May 04 2009
The Rwanda Article
Read the Rwanda article in the NYkr. It is a painful read.
Basically, the reporter told the stories of national reconciliation (of some sort) undergoing in that country 15 years after the genocide took place.
The reason it is painful is because it is challenging the universal concept of “justice” (i.e. the perpetrators hold accountable and the victims compensated). Normally, after massacres like such took place, a few people would be punished. However symbolic the trials of those a few maybe, they do serve as the stopping stone against which a nation can move forward again.
In Rwanda, the difficulty is the crime was perpetrated collectively. An entire people should be on trial (in fact, hundreds of thousands of Hutu were thrown into jails after the order was restored). Even worse, the perpetrators and the victims have been long living amongst each other for ages, so much so that it is impossible to cleanly divide the country.
Furthermore, the country lives on foreign aid (50% of the national budget) and reconciliation is the precondition.
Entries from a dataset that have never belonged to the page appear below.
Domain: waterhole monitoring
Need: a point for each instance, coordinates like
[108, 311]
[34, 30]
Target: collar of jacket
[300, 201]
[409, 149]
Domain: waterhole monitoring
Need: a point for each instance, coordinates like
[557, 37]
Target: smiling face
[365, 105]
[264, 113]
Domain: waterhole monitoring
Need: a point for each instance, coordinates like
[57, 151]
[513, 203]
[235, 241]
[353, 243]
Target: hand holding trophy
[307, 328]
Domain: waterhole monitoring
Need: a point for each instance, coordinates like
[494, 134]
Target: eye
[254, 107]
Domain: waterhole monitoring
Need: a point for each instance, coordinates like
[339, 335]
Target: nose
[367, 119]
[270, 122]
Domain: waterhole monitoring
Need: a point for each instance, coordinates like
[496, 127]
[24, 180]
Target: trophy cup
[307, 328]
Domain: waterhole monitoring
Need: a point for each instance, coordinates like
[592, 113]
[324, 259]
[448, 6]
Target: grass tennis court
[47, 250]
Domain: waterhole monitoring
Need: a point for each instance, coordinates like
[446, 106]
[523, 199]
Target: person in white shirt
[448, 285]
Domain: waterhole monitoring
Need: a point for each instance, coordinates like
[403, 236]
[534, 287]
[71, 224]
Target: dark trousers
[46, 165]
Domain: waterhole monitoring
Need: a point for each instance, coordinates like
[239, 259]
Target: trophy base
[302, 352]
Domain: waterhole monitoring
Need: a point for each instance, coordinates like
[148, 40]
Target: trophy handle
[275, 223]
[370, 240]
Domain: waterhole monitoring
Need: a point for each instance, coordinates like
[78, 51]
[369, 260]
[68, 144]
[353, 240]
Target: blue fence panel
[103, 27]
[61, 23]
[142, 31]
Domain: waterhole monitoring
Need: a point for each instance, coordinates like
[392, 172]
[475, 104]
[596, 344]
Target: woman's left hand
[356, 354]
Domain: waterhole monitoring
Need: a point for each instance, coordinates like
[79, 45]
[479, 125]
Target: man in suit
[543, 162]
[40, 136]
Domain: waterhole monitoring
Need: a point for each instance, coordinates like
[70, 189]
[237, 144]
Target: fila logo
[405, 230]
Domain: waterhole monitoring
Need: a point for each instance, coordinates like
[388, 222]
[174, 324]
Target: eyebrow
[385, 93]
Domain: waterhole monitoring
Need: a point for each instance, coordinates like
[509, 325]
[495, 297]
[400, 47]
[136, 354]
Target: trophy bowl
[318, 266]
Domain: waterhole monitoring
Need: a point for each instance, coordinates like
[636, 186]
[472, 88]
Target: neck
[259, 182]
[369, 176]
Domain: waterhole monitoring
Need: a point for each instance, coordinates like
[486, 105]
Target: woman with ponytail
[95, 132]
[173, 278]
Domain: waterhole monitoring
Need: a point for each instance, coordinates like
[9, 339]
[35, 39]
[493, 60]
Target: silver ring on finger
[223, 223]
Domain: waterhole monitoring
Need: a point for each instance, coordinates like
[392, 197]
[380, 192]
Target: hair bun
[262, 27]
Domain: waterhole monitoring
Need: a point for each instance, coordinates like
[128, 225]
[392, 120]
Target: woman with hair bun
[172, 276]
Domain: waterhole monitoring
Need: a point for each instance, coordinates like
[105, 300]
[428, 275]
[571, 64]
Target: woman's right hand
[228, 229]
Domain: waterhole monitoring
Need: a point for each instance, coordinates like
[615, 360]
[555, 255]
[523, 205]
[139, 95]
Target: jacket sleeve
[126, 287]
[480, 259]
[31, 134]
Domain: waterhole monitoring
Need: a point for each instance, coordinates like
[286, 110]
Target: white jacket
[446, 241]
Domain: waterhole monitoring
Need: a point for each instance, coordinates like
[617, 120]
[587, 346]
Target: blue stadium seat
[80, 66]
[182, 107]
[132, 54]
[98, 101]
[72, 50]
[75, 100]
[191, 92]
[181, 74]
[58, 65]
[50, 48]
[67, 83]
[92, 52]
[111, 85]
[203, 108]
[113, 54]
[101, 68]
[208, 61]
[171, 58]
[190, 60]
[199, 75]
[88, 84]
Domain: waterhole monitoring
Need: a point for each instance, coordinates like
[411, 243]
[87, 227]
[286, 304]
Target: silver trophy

As a result, the victims have to live next to their killer neighbors again, with the memory and pains of the killing still fresh, knowing full well that their neighbors’ “repentance” is too stylized to be trusted.
This painful reality can be best summarized by the country’s President’s words, “I wish there were a way of winding time and making it run faster”, meaning that the current tentative peace could solidify and the pain and suffering will dissipate sooner.
When most people would rather rewind time to live their past again, this sentiment just tells how painful it is to be a victorious survivor in Rwanda today.